William Leith

Chaos and the tidy mind

issue 24 September 2011

In this book, Alexander Masters, the unusual biographer, is living in Cambridge, having written Stuart: A Life Backwards, the story of a homeless man with a disordered mind. Masters lives on the ground floor of a house on Jesus Green; below him, in the basement flat, is Simon Norton, who owns the building. Norton’s flat is so incredibly untidy, so absolutely revoltingly messy, that I can’t go into it now; I’ll spend a couple of paragraphs on it in due course. More importantly, Norton is one of the cleverest mathematicians in the world. Possibly the cleverest. So Masters decides to write his biography.

Stuart, who lived his life backwards, had a messy mind; Simon Norton has a messy flat. This flat, as Masters tells it, looks like a total disaster. Trying to get into it is difficult enough, because there are holes in the stairs, and no light switch to hand. The lavatory has somehow broken through the floor, and sunk, even though it is still, at the start of the book, semi-functional. When Norton needs to use it, he ‘teeters his toes to the edge of the broken woodwork — and waters the blackness’.

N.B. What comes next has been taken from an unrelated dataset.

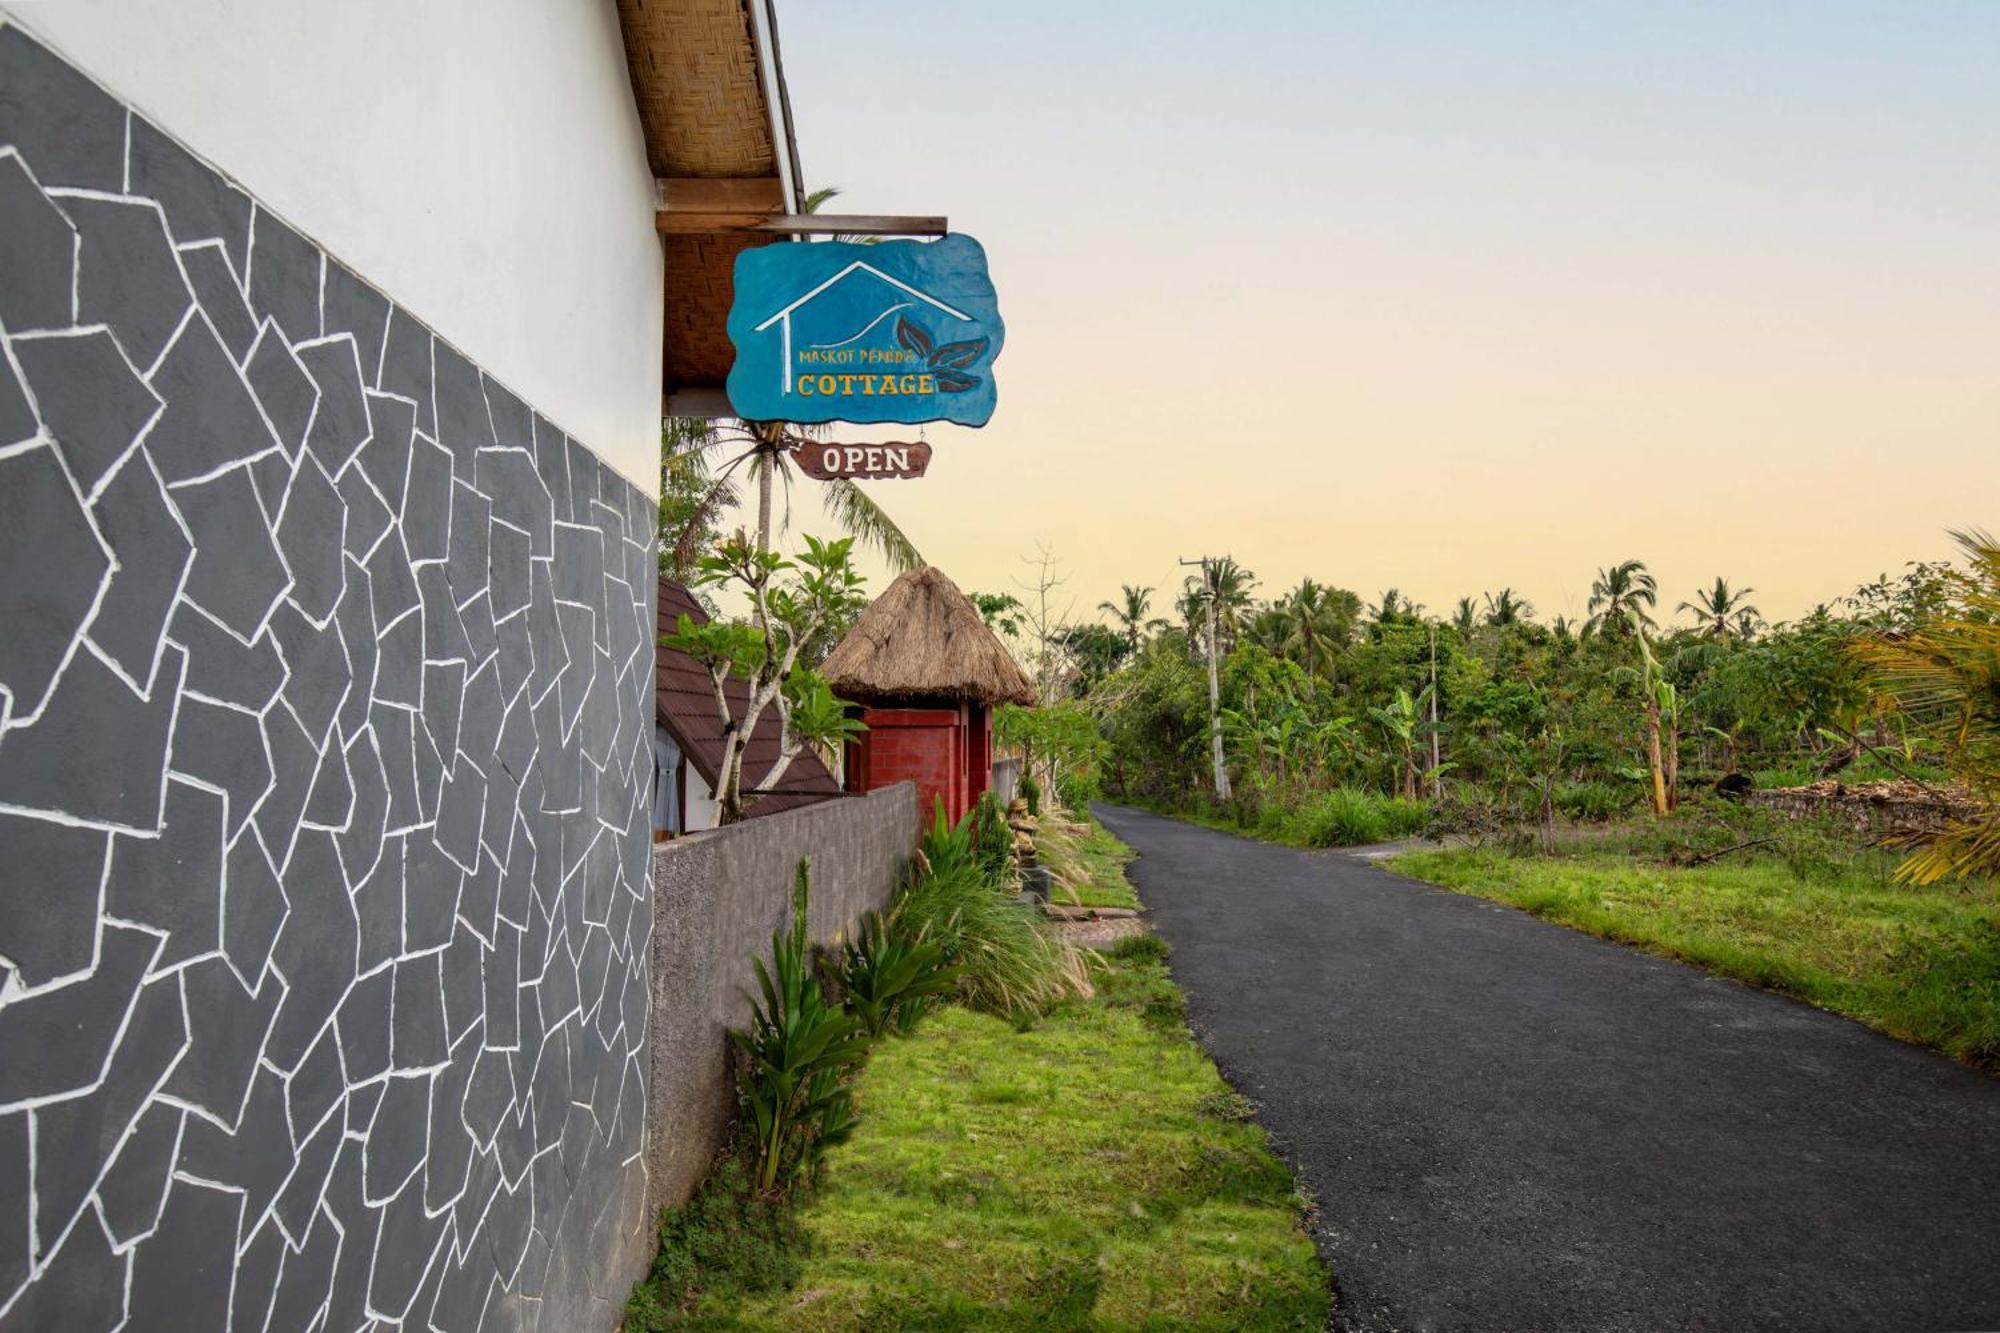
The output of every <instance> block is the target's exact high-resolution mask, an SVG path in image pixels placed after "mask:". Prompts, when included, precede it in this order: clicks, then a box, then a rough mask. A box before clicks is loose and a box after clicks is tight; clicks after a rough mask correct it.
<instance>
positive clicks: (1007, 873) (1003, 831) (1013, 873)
mask: <svg viewBox="0 0 2000 1333" xmlns="http://www.w3.org/2000/svg"><path fill="white" fill-rule="evenodd" d="M966 819H968V821H972V855H974V857H976V859H978V863H980V869H982V871H984V873H986V879H990V881H992V883H996V885H1004V883H1008V881H1010V879H1012V875H1014V831H1012V829H1008V827H1006V817H1004V815H1000V799H998V797H994V795H992V793H986V795H982V797H980V801H978V805H974V807H972V813H970V815H968V817H966Z"/></svg>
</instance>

Mostly, the basement seems to be a container for layer upon layer of stuff in plastic bags — documents, bits of paper, and lots of bus tickets. Masters calls it ‘the excavation.’ He says:  ‘It’s easier in here to describe where the paper, plastic bags and books are not than where they are: they’re not on the ceiling.’ Next, there’s the kitchen. Norton eats only a few things — takeaway chicken biryani or chicken in black bean sauce, and a dish he cooks himself, using tinned mackerel and some kind of rice that, Masters keeps saying, stinks.